Quand les super-pouvoirs d'une bactérie servent à soigner les maux de ventre
SANTE•Des chercheurs toulousains de l’Institut de recherche en santé digestive viennent de publier une étude sur le rôle d’une bactérie probiotique dans le traitement des douleurs dues au syndrome de l’intestin irritable…Béatrice Colin
L'essentiel
- 5 % de la population française souffre du syndrome de l’intestin irritable, une malade chronique qui provoque des maux de ventre.
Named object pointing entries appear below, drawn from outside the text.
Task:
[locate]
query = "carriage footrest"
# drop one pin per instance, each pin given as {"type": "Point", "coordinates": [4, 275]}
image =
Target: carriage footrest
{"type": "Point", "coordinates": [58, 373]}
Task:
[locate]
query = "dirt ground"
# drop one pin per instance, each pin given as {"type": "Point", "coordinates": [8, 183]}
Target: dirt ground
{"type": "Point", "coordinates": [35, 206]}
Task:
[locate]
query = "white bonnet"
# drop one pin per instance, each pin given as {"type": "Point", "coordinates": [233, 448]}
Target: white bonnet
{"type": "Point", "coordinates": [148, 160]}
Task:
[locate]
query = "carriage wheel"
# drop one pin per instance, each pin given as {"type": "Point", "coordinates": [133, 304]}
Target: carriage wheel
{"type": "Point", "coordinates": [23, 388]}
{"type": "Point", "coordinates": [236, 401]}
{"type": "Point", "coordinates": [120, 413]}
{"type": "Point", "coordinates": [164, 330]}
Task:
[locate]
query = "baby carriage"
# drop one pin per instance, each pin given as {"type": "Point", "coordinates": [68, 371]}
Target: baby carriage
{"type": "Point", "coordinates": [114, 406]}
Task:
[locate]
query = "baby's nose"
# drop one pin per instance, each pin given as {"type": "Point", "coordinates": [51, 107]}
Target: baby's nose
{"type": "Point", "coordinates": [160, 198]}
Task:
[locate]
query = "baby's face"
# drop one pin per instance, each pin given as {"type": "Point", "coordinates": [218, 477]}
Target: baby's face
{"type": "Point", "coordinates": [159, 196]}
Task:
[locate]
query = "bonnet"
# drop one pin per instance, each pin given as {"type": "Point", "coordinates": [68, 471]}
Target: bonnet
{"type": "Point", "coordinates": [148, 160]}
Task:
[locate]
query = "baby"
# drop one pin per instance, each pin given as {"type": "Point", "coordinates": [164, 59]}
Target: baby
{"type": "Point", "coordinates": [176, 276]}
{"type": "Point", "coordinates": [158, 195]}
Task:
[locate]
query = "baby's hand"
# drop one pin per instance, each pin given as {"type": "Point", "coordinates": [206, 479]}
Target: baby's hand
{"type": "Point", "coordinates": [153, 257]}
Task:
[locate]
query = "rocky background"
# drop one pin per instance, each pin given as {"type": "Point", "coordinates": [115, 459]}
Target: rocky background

- Des chercheurs toulousains ont décortiqué le rôle d’une bactérie probiotique dans le traitement des douleurs du syndrome de l’intestin irritable et ont breveté une nouvelle famille de molécules pouvant être utilisée comme médicament antidouleur.
Des maux de ventre et ballonnements insoutenables. Pour 5 % des Français, c’est une réalité qui les empêche régulièrement de se rendre au boulot et de pouvoir mener une vie normale.
Ces malades, affectés du syndrome de l’intestin irritable, se tournent depuis quelques années vers des traitements probiotiques, de « gentils » micro-organismes que l’on retrouve déjà dans nos intestins, mais aussi dans les yaourts et qui, pour la plupart, sont commercialisés sous forme de capsules.
Les vertus de l’Escherichia coli
Son nom provoque des sueurs froides aux spécialistes de l’hygiène, pourtant un membre de la famille des Escherichia coli est l’une de ces bactéries utilisées pour ces traitements thérapeutiques par voie orale. Des chercheurs toulousains de l’Institut de recherche en santé digestive (Inserm/INRA/Université Toulouse III – Paul Sabatier, ENVT) ont décidé de décortiquer son rôle pour voir comment elle interagit avec les autres molécules pour calmer les douleurs.
Ils ont pu démontrer au cours de leur étude, publiée le 3 novembre dans la revue Nature Communication, que la fameuse bactérie produit une molécule aux super-pouvoirs, appelée lipopeptide, composée d’un acide gras et de deux acides aminés dont le neurotransmetteur GABA.
Celle-ci a alors la capacité de traverser la barrière intestinale et d’aller en quelque sorte éteindre le feu qui anime les neurones sensitifs, à l’origine des douleurs. Mais dès qu’il n’y a plus ce lipopeptide, la bactérie perd ses super pouvoirs, comme Superman quand il tombe sur un morceau de kryptonite.
Médicament anti-douleur d’ici 10 ans
Plutôt que d’utiliser l’Escherichia coli pour soigner les maux de ventre de leurs souris, ils leur ont donc prescrit des lipopeptides. Et ça a marché. « Nous avons breveté les molécules de synthèse pour envisager un traitement de la douleur. La prochaine étape est de mener une preuve de concept, en faisant une étude clinique auprès d’une soixantaine de patients. Si cela fonctionne, l’objectif est, après, de réunir des fonds pour mener de vrais essais cliniques », indique Nicolas Cénac, chercheur de l’Inserm qui a planché sur ce projet avec le professeur Eric Oswald, membre de l’institut de recherche en santé digestive et chef de service Bactériologie et hygiène au CHU de Toulouse.
Si les études cliniques sur les patients sont concluantes, d’ici dix ans un nouveau médicament anti-douleur pourrait arriver dans les pharmacies. Et réduire les files d’attente chez les gastro-entérologues pour qui le syndrome de l’intestin irritable est la première cause de consultation.